GELSENKIRCHEN. - Den traurigen Höhepunkt der Führung hat sich Wolf-Dietrich Gürtler, der Leiter des Ruhr-Zoos, für den Schluß aufgehoben: das Affenhaus. Doch was heißt Haus? Miniaturkäfige sind es, in denen sich die Tiere kaum umdrehen können. Die zwei Dutzend Besucher, die der Einladung der Grünen vergangenen Freitag gefolgt sind, schauen betreten drein. Zuvor schon hat Gürtler ihnen das baufällige Elefantenhaus mit den beiden Hospitalismus-geschädigten Elefantenkühen gezeigt sowie die viel zu enge Anlage für die gleichfalls mit dem Kopf hin- und herwackelnden Bären.

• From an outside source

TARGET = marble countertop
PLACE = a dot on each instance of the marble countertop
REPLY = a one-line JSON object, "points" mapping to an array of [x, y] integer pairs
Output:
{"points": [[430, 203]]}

Bei mehreren "Begehungen" in jüngster Zeit hat der zuständige Veterinär des Regierungspräsidiums Münster katastrophale Zustände konstatiert: beschädigte und somit gefährliche Gitter im Giraffenhaus gesundheitsgefährdende Schimmelbildung im Elefantenhaus ein Großkatzenhaus, das gegen das Tierschutzgesetz verstößt: Die Löwen und Tiger können sich "weder in der Länge noch in der Breite" voll ausstrecken.

Den Luchsen und Waschbären im kleinen Raubtierhaus droht gar Lebensgefahr, weil tragende Teile des Geheges "vollständig durchgerostet" sind.

Einige Seelöwenbabys starben bereits - der Rand des Wasserbeckens war zu steil, sie schafften es nicht, an Land zu kommen, und ertranken.

"Erst nachdem das Weibchen eine Technik entwickelt hatte, die vorbeischwimmenden Jungen ,aufzufischen`, kam es zu keinen Verlusten mehr", heißt es im Bericht des Veterinärs. Inzwischen wurde der Beckenrand abgeflacht.

Zu lange habe die Stadt Gelsenkirchen "das Gut Ruhr-Zoo vernachlässigt", kritisiert ein Vertreter des Vereins der Freunde des Ruhr-Zoos auf der anschließenden Podiumsdiskussion in den "Zooterrassen".

Rund die Hälfte der Zuhörer sind Zoobedienstete, die um ihre Arbeitsplätze fürchten. Denn inzwischen geht es nicht mehr nur darum, wie der Zoo am besten zu sanieren sei, sondern ob er überhaupt überlebt.